James Cameron

James Cameron’s ‘An Indian Summer’

Review of James Cameron’s classic travelogue on India…

ind-sumIf this website achieves nothing more than helping to preserve the memory of the late British journalist James Cameron then any efforts on the website owner will have been more than worthwhile. A colossus in journalism, the man whose career, writing and lifestyle inspired a young Christopher Hitchens to become a journalist, he possessed a unique ability to take the reader to places, people and moments in history in such a measured, selfless, fact based way which has now long since passed in the reportage profession.

Cameron was an unwilling ‘star’. He was well known and well respected on a global scale having been at most of the major world events during his illustrious career yet he never lost sight of his upbringing and good fortune. A self-confessed “Conservative in everything except politics” he travelled the world ever the British gentleman, polite, well spoken yet hell bent on getting the story he was after. Cameron was no soft touch, he got his information, processed it and presented it in the way journalism proper should; factual, with the emphasis on the subject rather than the author.

A man of a number of wonderful books, his tenth, ‘An Indian Summer’ was first published by MacMillan in 1974, three years after he set foot in the country in preparation for his account of a country which had long held a fascination for him. By 1971 and his trip to the subcontinent, he was married to his third wife, an Indian woman, Moni, to whom the book is dedicated.

India does, by definition, provide a rich and diverse set of opportunities for any writer to benefit from and write about. Cameron was fully aware of what lay in wait for him. But this book which captures so brilliantly the sights and smells of India focuses, like much of Cameron’s work,  on the people and their diversity. His interviews always covered the length and breadth of a population and it shows in the nuances of his descriptions such as a ‘Sikh with the slightly aloof and cynical demeanour of Sikhs about to leave the Punjab and head south among the blackamoors’. One such Sikh was his driver in India for a while and the following excerpt perfectly encapsulates both Cameron as a man and as a writer: “Mr Singh, what about the air-conditioning?” ‘Alas’ “Mr Singh, please note that we shall not be paying the surcharge” ‘Not paying surcharge’ “So long as it is being understood” Within two pages he has glided effortlessly between dinner with a Maharaja and telling his driver he won’t be paying for the car’s lousy air-con.

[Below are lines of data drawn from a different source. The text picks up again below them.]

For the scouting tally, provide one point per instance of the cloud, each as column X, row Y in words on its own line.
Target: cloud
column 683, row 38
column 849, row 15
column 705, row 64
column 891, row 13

But dinner with the Maharaja isn’t an opportunity to boast, it is a chance to record a Prince’s opinion on the country and the future of its Maharaja’s which is remarkably candid and insightful.

The book, which Cameron declared as the only one he wished to be remembered by, begins and ends with an horrific car accident he had whilst being the passenger in a jeep, his escape from death was miraculous, his subsequent period of recuperation long and difficult but at the end of it he produced this brilliant account of India emerging from the 1960s in a decade of yet more uncertainty and cross border turbulence. It is a remarkable account, peppered with dashes of information about the food, culture and geography of one of the world’s most fascinating countries. Forget the year it was published and find yourself a copy, I have the Penguin Travel Library paperback version as well as a nice Readers Union edition from 1975 at the top of the page.